TRIBAL AFRICAN ART
MENDE (MENDI)
The
2,000,000 Mende inhabiting Sierra Leone comprise numerous kinds of social structure,
such as firmly marked kin groups, political hierarchies and societies for diverse
purposes: training boys and girls in appropriate behavior, protection against
enemies or curing illnesses. The Mende are farmers who grow rice, yams, peanuts,
and cocoa and who collect palm oil. They practice crop rotation to avoid exhausting
the soil. Most bodily ills are believed to result from transgressions against
the rules of conduct laid down by one sodality to another. The Mende are best
known for smooth, black, helmet-shaped masks, named sowei, used by the
sande society, in particular, during the initiating girls. The initiates
learn wisdom, beauty, grace, and self-control, all of which they will need within
the multigenerational, polygamous households of their future husbands. All Mende
girls join the sande society at puberty. Representing female water spirits,
the masks have an idealized female face whose aesthetic reflects religious and
philosophical ideals. The design of the facial features conforms to strict conventions
and has symbolic content. These masks are characterized by the shiny skin, the
rings at the neck and the elaborate hair styling that suggest good health and
a well-to-do social condition. The characteristic rings at the base of the masks
can be explained as the concentric ripples created as the spirit emerges from
the water. On the other hand, they are also believed to represent folds of fat,
considered a sign of beauty, fertility, vitality, and health. The coiffures,
on the other hand, display a great range of variations, which reflect changing
fashions and thus may facilitate the dating and localization of the masks. These
helmets were carved from the full trunk of a large tree. Sowei appears
in public during the time when young girls are initiated into adulthood. It
may also emerge at the crowning of or during the funeral ceremonies of a paramount
chief. The masks are carved by men, but danced by women.
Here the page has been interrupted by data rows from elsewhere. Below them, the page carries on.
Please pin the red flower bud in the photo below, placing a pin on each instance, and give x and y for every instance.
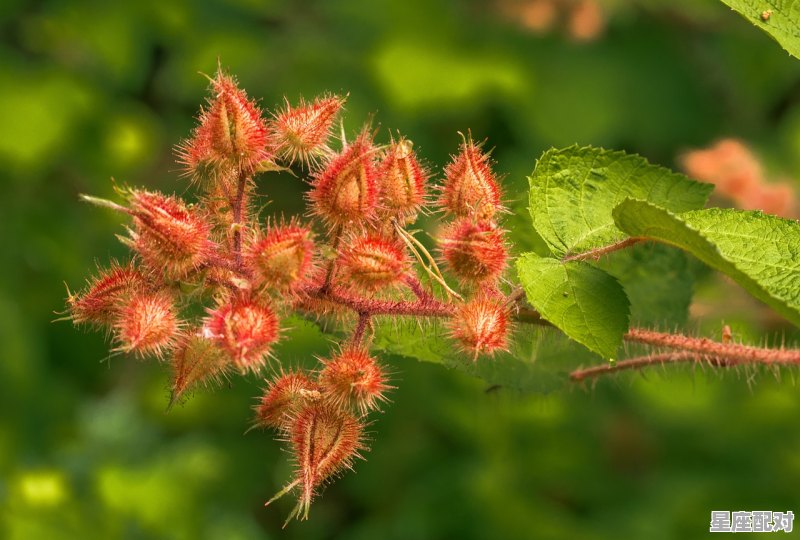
(301, 133)
(196, 361)
(325, 441)
(104, 295)
(245, 330)
(345, 192)
(353, 380)
(474, 250)
(170, 237)
(284, 398)
(372, 263)
(282, 258)
(147, 324)
(231, 130)
(402, 182)
(470, 187)
(481, 325)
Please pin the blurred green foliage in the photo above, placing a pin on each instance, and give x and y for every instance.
(92, 90)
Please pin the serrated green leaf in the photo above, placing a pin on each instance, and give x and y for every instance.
(658, 281)
(760, 252)
(574, 190)
(586, 303)
(539, 359)
(778, 18)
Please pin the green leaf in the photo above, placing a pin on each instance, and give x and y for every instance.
(574, 190)
(658, 281)
(539, 359)
(778, 18)
(586, 303)
(760, 252)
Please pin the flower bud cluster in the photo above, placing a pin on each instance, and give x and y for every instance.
(322, 416)
(210, 283)
(473, 248)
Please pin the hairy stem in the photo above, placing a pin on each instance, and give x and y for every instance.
(596, 253)
(709, 348)
(361, 328)
(646, 361)
(416, 287)
(369, 306)
(337, 237)
(238, 210)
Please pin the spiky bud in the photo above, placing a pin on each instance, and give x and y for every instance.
(481, 325)
(353, 380)
(325, 441)
(372, 263)
(147, 324)
(282, 258)
(284, 398)
(104, 295)
(230, 131)
(345, 192)
(301, 133)
(170, 236)
(245, 329)
(196, 361)
(402, 182)
(470, 187)
(474, 250)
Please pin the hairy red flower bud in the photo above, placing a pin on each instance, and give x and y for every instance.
(104, 295)
(230, 130)
(474, 250)
(197, 360)
(246, 330)
(282, 258)
(481, 325)
(470, 187)
(345, 192)
(325, 441)
(284, 398)
(147, 324)
(372, 263)
(170, 237)
(353, 379)
(301, 133)
(402, 182)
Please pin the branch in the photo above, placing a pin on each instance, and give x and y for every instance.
(238, 210)
(644, 361)
(361, 328)
(596, 253)
(369, 306)
(714, 349)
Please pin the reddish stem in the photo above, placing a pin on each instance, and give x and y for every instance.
(361, 328)
(416, 287)
(646, 361)
(709, 348)
(604, 250)
(238, 210)
(369, 306)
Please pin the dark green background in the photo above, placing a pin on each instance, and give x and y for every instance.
(91, 90)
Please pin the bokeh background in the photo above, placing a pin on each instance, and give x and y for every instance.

This is unusual in
Africa, since men usually wear masks that conceal the face. They were worn over
the head with the rim resting on the shoulders. There are helmets with one,
two, or four faces. Because the mask is "found" beside a stream deep
in the forest, where the sande spirit is said to live, and is supposed
not to be an artifact at all, the carver in this case is anonymous. The dancer
takes care that her costume contain no opening other than a narrow slit for
the eyes, not to come into contact with the spirit, which she imagines as possessing
a fearful, all-consuming power.
Members of the corresponding male society, poro, also wear masks, although they are of differing form. The women's yasse, a divination and healing society, employs slender human figures called minsere. In preparing their rice farms, the Mende often uncover figures carved in soapstone and known as nomoli, which they set up in shelters to protect the crop. Large ugly gongoli masks are used entirely for entertainment. Fecundity fetishes are also known.